Metrics for test suite comprehensiveness

In a previous post I discussed a few FOSS specific mentalities and practices that I believe play a role in discouraging adoption of comprehensive automated testing in FOSS. One of the points that came up in discussions, is whether the basic premise of the post, that FOSS projects don't typically employ comprehensive automated testing, including not having any tests at all, is actually true. That's a valid concern, given that the post was motivated by my long-term observations working on and with FOSS and didn't provide any further data. In this post will try to address this concern.

The main question is how we can measure the comprehensiveness of a test suite. Code coverage is the standard metric used in the industry and makes intuitive sense. However, it presents some difficulties for large scale surveys, since it's not computationally cheap to produce and often requires per project changes or arrangements.

I would like to propose and explore two alternative metrics that are easier to produce, and are therefore better suited to large scale surveys.

The first metric is the test commit ratio of the codebase — the number of commits that affect test code as a percentage of all commits. Ideally, every change that adds a feature or fixes a bug in the production code should be accompanied by a corresponding change in the test code. The more we depart from this ideal, and, hence, the less often we update the test code, the less comprehensive our test suite tends to be. This metric is affected by the project's particular commit practices, so some amount of variance is expected even between projects considered to be well tested.

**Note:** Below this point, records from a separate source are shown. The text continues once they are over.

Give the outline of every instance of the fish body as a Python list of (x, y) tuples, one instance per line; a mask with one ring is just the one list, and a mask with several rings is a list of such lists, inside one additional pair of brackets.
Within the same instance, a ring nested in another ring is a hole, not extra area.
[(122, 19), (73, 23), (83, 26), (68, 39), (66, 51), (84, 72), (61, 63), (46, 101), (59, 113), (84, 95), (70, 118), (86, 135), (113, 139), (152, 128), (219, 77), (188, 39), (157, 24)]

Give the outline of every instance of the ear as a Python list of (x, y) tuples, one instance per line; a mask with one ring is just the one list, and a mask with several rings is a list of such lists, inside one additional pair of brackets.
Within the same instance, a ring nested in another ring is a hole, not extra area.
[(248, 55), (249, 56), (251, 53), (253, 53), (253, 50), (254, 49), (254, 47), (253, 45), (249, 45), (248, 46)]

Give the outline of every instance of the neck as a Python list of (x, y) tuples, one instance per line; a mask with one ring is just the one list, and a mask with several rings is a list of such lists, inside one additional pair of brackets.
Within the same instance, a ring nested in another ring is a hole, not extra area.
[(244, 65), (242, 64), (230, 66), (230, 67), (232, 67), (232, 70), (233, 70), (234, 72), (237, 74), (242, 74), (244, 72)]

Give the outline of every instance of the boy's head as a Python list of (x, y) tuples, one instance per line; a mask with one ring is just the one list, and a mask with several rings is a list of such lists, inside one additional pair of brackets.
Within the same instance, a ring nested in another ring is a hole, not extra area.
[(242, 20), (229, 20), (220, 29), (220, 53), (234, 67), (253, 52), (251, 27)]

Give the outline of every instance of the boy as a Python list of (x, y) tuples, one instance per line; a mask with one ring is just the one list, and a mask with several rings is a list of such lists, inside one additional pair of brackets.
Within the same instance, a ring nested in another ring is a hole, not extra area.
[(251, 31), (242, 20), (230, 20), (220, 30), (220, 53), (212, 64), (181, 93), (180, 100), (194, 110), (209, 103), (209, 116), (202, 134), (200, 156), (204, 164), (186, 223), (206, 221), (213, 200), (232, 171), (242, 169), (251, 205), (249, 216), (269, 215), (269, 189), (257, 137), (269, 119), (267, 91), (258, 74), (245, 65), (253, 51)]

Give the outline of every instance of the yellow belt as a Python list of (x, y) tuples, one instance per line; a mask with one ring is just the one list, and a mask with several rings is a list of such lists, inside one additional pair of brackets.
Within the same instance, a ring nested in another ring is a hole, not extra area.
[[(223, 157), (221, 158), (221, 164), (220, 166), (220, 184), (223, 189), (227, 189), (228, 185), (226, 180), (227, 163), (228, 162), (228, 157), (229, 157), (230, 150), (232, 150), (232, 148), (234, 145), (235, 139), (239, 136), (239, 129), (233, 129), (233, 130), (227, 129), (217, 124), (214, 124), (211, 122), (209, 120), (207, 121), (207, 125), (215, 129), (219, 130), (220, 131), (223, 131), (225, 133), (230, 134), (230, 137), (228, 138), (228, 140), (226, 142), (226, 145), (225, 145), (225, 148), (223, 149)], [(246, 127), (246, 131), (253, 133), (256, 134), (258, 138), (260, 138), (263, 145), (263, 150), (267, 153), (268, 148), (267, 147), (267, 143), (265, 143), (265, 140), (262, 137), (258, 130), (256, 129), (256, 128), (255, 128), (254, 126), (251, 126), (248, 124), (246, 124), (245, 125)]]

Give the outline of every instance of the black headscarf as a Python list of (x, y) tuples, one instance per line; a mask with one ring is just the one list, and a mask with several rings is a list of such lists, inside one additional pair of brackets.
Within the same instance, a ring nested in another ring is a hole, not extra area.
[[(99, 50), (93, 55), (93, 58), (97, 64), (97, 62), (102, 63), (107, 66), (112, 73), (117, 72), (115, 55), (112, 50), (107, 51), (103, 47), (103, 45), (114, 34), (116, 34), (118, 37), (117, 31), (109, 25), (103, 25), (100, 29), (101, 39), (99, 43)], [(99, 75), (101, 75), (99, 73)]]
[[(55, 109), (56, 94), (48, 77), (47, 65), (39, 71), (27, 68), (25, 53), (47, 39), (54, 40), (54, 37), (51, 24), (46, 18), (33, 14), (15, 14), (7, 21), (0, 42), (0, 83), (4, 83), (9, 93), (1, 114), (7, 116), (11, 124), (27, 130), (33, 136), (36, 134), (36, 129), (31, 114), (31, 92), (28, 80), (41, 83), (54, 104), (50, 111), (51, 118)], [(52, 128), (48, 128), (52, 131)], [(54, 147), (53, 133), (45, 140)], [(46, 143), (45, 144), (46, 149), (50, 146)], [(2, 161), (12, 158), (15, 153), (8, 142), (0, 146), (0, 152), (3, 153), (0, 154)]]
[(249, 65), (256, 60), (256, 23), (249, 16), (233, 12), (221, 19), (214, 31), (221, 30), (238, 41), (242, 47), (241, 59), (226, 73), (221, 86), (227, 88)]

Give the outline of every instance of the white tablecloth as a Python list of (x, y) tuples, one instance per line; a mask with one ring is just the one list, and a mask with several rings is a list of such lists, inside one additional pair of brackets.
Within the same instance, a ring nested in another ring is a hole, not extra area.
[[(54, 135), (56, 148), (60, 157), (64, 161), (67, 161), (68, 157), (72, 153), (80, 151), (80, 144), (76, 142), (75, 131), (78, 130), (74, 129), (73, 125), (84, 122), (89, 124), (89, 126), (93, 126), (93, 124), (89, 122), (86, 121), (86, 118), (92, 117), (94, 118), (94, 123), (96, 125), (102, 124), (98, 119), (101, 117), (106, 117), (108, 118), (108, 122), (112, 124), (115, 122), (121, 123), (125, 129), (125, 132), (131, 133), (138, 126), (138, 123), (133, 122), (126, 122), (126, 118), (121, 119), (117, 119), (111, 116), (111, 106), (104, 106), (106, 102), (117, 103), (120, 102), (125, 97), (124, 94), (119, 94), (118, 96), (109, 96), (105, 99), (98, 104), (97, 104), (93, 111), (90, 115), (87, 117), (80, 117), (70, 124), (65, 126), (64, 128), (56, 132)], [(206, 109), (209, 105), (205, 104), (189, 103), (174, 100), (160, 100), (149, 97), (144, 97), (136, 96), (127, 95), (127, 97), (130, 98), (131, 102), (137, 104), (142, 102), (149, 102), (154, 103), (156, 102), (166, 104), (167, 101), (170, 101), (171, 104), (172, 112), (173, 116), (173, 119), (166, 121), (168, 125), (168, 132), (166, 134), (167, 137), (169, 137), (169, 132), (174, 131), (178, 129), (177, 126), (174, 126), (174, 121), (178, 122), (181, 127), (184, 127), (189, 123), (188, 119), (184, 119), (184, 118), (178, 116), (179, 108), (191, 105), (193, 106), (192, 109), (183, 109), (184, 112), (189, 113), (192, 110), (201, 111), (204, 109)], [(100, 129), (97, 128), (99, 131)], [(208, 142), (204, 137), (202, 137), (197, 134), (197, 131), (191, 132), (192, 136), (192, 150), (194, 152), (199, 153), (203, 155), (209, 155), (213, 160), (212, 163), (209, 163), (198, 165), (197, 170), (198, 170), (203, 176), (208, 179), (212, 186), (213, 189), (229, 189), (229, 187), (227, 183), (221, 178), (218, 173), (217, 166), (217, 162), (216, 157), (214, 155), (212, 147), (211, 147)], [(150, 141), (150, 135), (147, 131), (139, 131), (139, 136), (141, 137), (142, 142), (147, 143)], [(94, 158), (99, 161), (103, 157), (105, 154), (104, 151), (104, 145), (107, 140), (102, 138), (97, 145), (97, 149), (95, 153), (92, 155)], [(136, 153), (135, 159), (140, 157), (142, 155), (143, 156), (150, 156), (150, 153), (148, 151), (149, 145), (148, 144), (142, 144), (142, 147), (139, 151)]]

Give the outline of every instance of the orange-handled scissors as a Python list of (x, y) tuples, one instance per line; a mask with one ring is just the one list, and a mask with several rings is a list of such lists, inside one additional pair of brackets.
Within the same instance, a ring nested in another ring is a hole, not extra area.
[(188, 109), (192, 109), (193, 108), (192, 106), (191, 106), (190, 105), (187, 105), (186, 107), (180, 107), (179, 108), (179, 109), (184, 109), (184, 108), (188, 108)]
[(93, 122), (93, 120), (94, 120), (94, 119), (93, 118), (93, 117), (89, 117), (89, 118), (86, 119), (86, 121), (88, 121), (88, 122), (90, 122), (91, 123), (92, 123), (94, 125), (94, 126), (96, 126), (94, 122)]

The second metric is the test code size ratio of the codebase — the size of the test code as a percentage of the size of all the code. It makes sense intuitively that, typically, more test code will be able to test more production code. That being said, the size itself does not provide the whole picture. Depending on the project, a compact test suite may be adequately comprehensive, or, conversely, large test data files may skew this metric.

Neither of these metrics is failproof, but my hypothesis is that when combined and aggregated over many projects they can provide a good indication about the overall trend of the comprehensiveness of test suites, which is the main goal of this post.

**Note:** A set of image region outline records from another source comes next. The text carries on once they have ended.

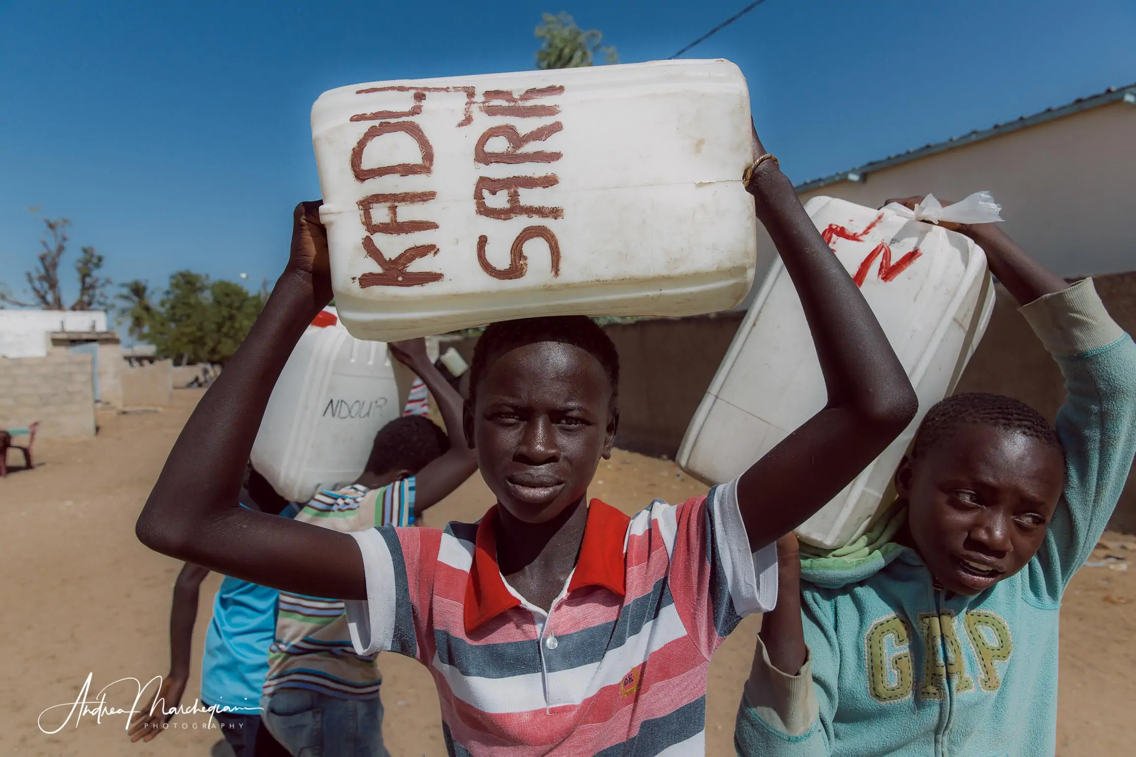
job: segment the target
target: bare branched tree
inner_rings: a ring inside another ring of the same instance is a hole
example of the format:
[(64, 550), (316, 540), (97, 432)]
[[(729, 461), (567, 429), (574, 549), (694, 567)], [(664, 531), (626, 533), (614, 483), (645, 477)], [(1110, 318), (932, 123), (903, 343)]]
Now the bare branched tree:
[[(107, 286), (110, 279), (99, 276), (103, 256), (94, 247), (83, 247), (82, 255), (75, 261), (75, 272), (78, 275), (78, 297), (70, 308), (64, 305), (64, 294), (59, 285), (59, 261), (67, 252), (67, 229), (70, 221), (66, 218), (44, 218), (43, 225), (48, 234), (40, 239), (43, 251), (36, 255), (37, 266), (24, 274), (34, 302), (25, 302), (11, 296), (0, 287), (0, 304), (18, 308), (41, 308), (43, 310), (102, 310), (107, 306)], [(50, 242), (48, 241), (50, 237)]]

Let's see what these metrics give us for FOSS projects. I chose two software suites that are considered quite prominent in the FOSS world, namely GNOME and KDE, which together consist of over 1500 projects.

A small number of these projects are not good candidates for this survey, because, for example, they are empty, or are pure documentation. Although they are included in the survey, their count is low enough to not affect the overall trend reported below.

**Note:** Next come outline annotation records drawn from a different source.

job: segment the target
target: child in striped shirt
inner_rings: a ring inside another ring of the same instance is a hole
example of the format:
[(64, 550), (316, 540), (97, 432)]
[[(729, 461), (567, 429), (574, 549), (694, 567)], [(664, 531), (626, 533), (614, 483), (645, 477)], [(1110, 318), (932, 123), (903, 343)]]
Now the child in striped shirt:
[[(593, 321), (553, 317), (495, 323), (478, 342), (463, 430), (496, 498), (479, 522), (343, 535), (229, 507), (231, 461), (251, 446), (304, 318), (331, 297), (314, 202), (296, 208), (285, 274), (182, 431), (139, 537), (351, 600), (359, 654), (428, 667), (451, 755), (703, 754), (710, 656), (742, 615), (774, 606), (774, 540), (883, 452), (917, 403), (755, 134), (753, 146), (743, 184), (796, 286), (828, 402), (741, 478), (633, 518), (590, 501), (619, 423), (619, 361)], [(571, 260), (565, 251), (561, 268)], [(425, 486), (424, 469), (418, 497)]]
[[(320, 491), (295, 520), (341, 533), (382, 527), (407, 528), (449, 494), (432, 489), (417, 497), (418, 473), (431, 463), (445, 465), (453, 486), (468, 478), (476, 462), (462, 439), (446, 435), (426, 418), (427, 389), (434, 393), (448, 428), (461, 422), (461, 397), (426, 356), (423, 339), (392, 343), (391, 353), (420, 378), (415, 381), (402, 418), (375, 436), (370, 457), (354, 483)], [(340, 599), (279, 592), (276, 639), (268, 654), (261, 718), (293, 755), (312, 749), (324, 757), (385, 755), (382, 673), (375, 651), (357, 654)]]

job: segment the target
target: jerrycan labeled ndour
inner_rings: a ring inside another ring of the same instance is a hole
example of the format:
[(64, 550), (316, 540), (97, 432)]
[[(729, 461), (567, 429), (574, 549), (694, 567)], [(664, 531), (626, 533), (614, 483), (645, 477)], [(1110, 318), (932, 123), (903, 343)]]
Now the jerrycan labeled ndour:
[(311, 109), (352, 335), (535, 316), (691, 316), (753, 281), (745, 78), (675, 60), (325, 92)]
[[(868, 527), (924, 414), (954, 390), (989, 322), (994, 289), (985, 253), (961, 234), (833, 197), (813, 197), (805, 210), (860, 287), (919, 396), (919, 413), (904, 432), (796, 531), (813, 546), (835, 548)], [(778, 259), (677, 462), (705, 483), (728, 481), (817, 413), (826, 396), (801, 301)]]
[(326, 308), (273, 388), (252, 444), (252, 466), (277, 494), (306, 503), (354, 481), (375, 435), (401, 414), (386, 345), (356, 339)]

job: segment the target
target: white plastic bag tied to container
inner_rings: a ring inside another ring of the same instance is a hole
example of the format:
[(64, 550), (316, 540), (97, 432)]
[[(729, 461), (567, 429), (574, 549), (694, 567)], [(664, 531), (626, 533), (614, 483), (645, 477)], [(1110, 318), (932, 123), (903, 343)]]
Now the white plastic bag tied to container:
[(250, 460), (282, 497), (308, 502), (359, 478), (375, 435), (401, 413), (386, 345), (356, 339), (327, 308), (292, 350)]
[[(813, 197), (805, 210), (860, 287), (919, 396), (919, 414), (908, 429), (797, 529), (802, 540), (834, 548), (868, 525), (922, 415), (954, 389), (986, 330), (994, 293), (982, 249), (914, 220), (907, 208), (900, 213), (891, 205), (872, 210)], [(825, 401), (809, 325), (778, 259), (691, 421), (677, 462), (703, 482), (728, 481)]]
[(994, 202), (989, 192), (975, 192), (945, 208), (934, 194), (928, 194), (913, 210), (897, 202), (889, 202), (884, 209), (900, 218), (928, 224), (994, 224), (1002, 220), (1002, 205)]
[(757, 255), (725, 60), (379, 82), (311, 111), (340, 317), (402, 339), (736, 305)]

Here is the distribution of the percentages of commits affecting test code in GNOME and KDE projects:

kde-gnome-commits

Here are is the distribution of the percentages of test code size in GNOME and KDE projects:

kde-gnome-sizes

The first thing to notice is the tall lines in the left part of both graphs. For the second graph this shows that a very large percentage of the projects, roughly 55%, have either no tests at all, or so few as to be practically non-existent. Another interesting observation is the position of the 80% percentile lines, which show that 80% of the projects have test commit ratios less than 11.2%, and test code size ratios less than 8.8%.

In other words, out of ten commits that change the code base, only about one (or fewer) touches the tests in the majority of the projects. Although this doesn't constitute indisputable proof that tests are not comprehensive, it is nevertheless a big red flag, especially when combined with low test code size percentages. Each project may have different needs and development patterns, and these numbers need to be interpreted with care, but as a general trend this is not encouraging.

On the bright side, there are some projects with higher values in this distribution. It's no surprise that this set consists mainly of core libraries from these software suites, but does not include many end-user applications.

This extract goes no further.